Too bad Newt Gingrich took back what he said on Meet the Press about the House Republicans' plan to transform Medicare being radical and politically dangerous. He was right, as evidenced by the result of the speical election race in western New York Tuesday night, and if anyone should know it's Gingrich. When he was a brand new speaker of the House in 1995, he was eerily like Rep. Paul Ryan, R-Wisc., in his zeal to remake Medicare. And as Ryan is now, Gingrich paid a terrible personal price and badly damaged his party. If anything, Republicans should be thanking Newt for the warning.
Winning elections is a powerful drug, and in 1995 House Republicans were perilously high after booting the Democrats after 40 years of control. They thought their mandate was big enough to support privatizing Medicare by morphing it into managed care. Oops. The plan was for seniors to migrate to Medicare HMOs from traditional Medicare, which allowed beneficiaries to choose their doctors and was dominated (as it is today) by a central bureaucracy that set policies and paid the bills.
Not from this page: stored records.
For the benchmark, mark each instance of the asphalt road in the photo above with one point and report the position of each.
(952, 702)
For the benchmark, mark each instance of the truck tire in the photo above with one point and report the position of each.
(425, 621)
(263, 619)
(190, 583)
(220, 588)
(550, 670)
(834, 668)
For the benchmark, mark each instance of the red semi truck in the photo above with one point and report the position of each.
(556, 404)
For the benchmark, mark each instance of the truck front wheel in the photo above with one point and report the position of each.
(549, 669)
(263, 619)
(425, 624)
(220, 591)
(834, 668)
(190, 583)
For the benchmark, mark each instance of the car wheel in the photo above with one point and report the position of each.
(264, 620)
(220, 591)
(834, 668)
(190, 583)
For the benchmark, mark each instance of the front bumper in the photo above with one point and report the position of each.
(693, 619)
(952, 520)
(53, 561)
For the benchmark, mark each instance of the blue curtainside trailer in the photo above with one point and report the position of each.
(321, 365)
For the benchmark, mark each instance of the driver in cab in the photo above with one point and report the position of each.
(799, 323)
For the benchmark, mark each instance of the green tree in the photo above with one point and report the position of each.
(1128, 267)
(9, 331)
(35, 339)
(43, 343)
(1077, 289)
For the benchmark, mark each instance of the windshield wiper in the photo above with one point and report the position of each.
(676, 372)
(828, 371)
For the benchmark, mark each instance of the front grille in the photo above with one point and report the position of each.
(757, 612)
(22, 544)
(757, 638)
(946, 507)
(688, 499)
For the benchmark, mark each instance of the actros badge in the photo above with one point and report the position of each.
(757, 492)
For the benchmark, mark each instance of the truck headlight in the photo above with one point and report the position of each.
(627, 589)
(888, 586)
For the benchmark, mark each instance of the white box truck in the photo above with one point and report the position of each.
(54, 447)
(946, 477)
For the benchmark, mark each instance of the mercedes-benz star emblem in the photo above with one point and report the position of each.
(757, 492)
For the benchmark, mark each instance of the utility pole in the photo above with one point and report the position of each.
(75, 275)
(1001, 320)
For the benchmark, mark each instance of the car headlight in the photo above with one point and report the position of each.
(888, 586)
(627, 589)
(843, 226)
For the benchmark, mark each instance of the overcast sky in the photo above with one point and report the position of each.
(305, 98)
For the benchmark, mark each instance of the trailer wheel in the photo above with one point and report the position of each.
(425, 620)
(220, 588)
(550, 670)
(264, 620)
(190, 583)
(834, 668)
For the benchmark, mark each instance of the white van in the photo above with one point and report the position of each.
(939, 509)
And which Gingrich likened, in his characteristically low-key way, to communism.
In an infamous speech to Blue Cross/Blue Shield conference, Gingrich said the Medicare bureaucracy was "everything we're telling Boris Yeltsin to get rid of." Then came the words that have haunted him ever since: "Now we don't get rid of it in round one because we don't think that's politically smart, and we don't think that's the right way to go through a transition. But we believe it's going to wither on the vine because we think people are going to voluntarily leave it. Voluntarily."
Note how Gingrich repeated the word "voluntarily," as if he knew this was a problem. It was. Voters (with more than a little help from President Clinton and happy Democrats) disbelieved it. The phrase "wither on the vine" was what stuck in their minds, and while Newt's defenders insist to this day that he was referring only to the Medicare bureaucracy, that's a distinction without a difference. Without a bureaucracy to run it, traditional Medicare couldn't exist.
In dollar terms, the Gingrich plan proposed to cut $270 billion out of Medicare over seven years, which Gingrich insisted was not a "cut" but just slower growth. Again, few believed it -- rightly, since it's a specious argument if you factor in medical inflation and a growing elderly population.
But the details are beside the point. The politics were deadly. By October 1995, a New York Times/CBS poll showed that voters, especially seniors, disapproved of the Gingrich plan by 2 to 1. Then came two government shutdowns -- in part over a GOP proposal on Medicare premiums -- and by January 1996, the House Republicans, so confident a year earlier, had been routed.
Senate Majority Leader Bob Dole, R-Kan., who had sided uncomfortably with Gingrich for most of 1995, went on to lose the presidential election to a resurgent Clinton, and the Gingrich revolution, for the most part, was over. Overreaching on Medicare and Gingrich's grandiose and incautious rhetoric had mortally wounded it. So when Newt warned that Ryan's plan to voucherize Medicare smelled too much like risky "radical change," he was, in his usual clumsy way, trying to do his political descendants a favor. They should listen.
George Hager is a member of the USA Today editorial board.